I miss when my boys were little guys and they would snuggle with me before falling asleep. I miss that baby smell and their giggles and their adventurous spirits. So, yeah, I miss it.
However, I love each stage they go through, and I love seeing them grow and learn. For example, when my youngest started reading before he started school. I loved that and I was so proud. I loved how he started doing Par-Core and mastered that. I loved when my oldest would come to me for help with his homework and when he started taking Karate lessons. I loved each stage.
They amaze me with how much they’ve grown and learned. I love their personalities. My oldest for his quick wit, kindness, and honesty. My youngest for his drive, passion, and focus. I love the fact they get along and can compromise with each other. They both have amazing problem-solving skills.
But I also worry. I worry about how cruel this world can be. I hope I’ve helped them develop enough skills so they can survive it.

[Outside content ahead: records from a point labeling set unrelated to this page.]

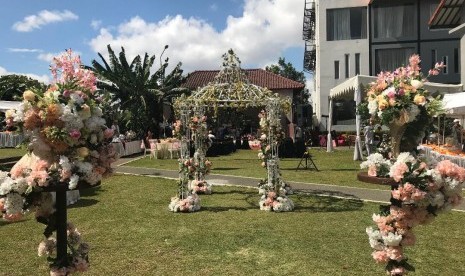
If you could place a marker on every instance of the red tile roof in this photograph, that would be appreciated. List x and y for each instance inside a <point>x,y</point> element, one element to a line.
<point>258,77</point>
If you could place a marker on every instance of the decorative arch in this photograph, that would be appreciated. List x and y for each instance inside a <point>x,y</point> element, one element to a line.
<point>230,88</point>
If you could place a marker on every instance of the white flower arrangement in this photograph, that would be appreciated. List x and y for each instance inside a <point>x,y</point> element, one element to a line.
<point>189,204</point>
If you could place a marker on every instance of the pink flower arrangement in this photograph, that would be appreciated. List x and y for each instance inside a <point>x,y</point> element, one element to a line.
<point>200,186</point>
<point>69,145</point>
<point>422,193</point>
<point>398,95</point>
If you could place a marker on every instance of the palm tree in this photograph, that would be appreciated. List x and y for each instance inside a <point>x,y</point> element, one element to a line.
<point>138,94</point>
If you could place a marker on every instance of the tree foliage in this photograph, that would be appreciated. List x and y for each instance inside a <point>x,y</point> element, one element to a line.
<point>287,70</point>
<point>136,96</point>
<point>13,86</point>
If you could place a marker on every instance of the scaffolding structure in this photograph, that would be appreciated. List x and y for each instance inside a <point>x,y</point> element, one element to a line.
<point>308,36</point>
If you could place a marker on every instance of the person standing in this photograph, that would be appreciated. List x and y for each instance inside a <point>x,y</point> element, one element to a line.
<point>369,137</point>
<point>298,133</point>
<point>115,128</point>
<point>457,132</point>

Not only survive it, but to thrive in it. I know that’s what every parent wants, but right now our world is not a happy place.
I wonder what the new school year will bring. I wonder how my kids will be learning and if it will be a good experience for them. I worry about their social skills. They haven’t been using them as much lately because they’ve been communicating with friends online.
I also wonder about what kind of world we’ll be leaving behind for them. What’s going to happen with all the chaos going on right now? Will it change anything? I sincerely hope so, but I don’t know. I worry about the problems they’ll be inheriting and how they’ll affect them.
I hope when we’re finished with all this craziness, the world will be a better place. Our kids deserve it.